WayneRose-95 / Metacritic_Webscraper-

A side project on creating my own first web scraper.
GNU General Public License v3.0
0 stars 0 forks source link

Dealing with Null Values in the dataset #11

Closed WayneRose-95 closed 2 years ago

WayneRose-95 commented 2 years ago

The latest version of the scraper under the branch Scraper_Update_feb_22 currently scrapes all of the pages within the fighting games genre section of Metacritic.

However, despite this, some of the data is not being scraped, and is appearing as a Null value inside the output as shown below.

Git Issue #9 Missing Records

This is happening because the affected pages do not load fast enough for the scraper to collect the correct information.

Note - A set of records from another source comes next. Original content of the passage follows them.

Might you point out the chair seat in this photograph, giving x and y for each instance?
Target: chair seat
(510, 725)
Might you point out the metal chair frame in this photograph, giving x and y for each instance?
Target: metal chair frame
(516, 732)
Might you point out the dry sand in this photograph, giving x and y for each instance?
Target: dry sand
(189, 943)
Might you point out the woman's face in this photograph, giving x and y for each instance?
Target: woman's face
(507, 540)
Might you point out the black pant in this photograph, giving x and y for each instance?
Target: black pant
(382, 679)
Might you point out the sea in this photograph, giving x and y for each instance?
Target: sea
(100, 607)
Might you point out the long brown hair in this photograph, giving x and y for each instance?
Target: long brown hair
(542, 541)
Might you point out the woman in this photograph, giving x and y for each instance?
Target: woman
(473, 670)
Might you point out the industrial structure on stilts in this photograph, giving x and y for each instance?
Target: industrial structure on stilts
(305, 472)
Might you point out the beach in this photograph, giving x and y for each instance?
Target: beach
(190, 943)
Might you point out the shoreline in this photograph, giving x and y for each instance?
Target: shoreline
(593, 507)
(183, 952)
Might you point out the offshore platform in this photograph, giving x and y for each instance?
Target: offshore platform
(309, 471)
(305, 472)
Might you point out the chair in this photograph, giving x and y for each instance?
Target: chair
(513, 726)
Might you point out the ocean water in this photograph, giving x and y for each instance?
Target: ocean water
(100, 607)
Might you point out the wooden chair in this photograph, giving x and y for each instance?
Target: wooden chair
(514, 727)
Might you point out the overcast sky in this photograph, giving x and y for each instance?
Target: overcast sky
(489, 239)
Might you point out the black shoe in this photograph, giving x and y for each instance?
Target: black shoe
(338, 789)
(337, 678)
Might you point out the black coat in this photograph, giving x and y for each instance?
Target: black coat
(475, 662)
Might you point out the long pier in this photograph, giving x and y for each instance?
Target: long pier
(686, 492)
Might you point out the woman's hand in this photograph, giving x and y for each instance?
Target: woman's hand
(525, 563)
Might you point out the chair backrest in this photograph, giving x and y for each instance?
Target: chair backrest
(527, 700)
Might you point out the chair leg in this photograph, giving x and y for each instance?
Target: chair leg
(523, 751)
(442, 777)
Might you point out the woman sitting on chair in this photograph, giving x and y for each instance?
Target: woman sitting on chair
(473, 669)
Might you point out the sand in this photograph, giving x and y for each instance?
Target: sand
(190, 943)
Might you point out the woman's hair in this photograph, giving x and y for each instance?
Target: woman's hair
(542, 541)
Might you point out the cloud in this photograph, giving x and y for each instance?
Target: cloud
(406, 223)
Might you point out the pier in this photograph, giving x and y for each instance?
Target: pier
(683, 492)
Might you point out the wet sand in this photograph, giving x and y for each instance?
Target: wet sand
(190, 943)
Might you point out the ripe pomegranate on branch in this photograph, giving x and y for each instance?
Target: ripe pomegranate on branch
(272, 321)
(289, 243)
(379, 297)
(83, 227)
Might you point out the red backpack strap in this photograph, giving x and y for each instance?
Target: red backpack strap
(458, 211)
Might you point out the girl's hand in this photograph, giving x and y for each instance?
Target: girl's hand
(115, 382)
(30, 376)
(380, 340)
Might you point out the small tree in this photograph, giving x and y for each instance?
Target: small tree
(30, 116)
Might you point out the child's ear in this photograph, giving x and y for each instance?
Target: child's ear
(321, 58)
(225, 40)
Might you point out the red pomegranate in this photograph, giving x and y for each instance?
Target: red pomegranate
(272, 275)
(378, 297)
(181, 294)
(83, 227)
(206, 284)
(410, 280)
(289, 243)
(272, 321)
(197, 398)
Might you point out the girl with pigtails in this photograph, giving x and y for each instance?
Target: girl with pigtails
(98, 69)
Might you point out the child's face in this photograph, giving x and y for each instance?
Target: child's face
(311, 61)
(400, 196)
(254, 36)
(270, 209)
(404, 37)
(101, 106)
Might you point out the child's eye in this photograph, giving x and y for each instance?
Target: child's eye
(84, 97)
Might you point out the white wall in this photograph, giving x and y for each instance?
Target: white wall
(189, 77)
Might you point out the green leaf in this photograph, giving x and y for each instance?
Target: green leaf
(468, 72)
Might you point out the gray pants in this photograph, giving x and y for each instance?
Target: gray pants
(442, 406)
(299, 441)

There are a handful possible solutions for this:

  1. Run the scraper in headless mode to improve efficiency
  2. Remove the Null values via data cleaning in Pandas/Spark etc.
  3. Run a piece of code which matches the url to the null dataset, re-run the pages. Append these missing values to the end of the list of outputs.
WayneRose-95 commented 2 years ago

For now, the null values have been fixed by running an extra time.sleep() when the TimeoutException occurs in the page like so:

Git Issue #9 solution

This issue is solved, but could reappear again for a larger volume of data.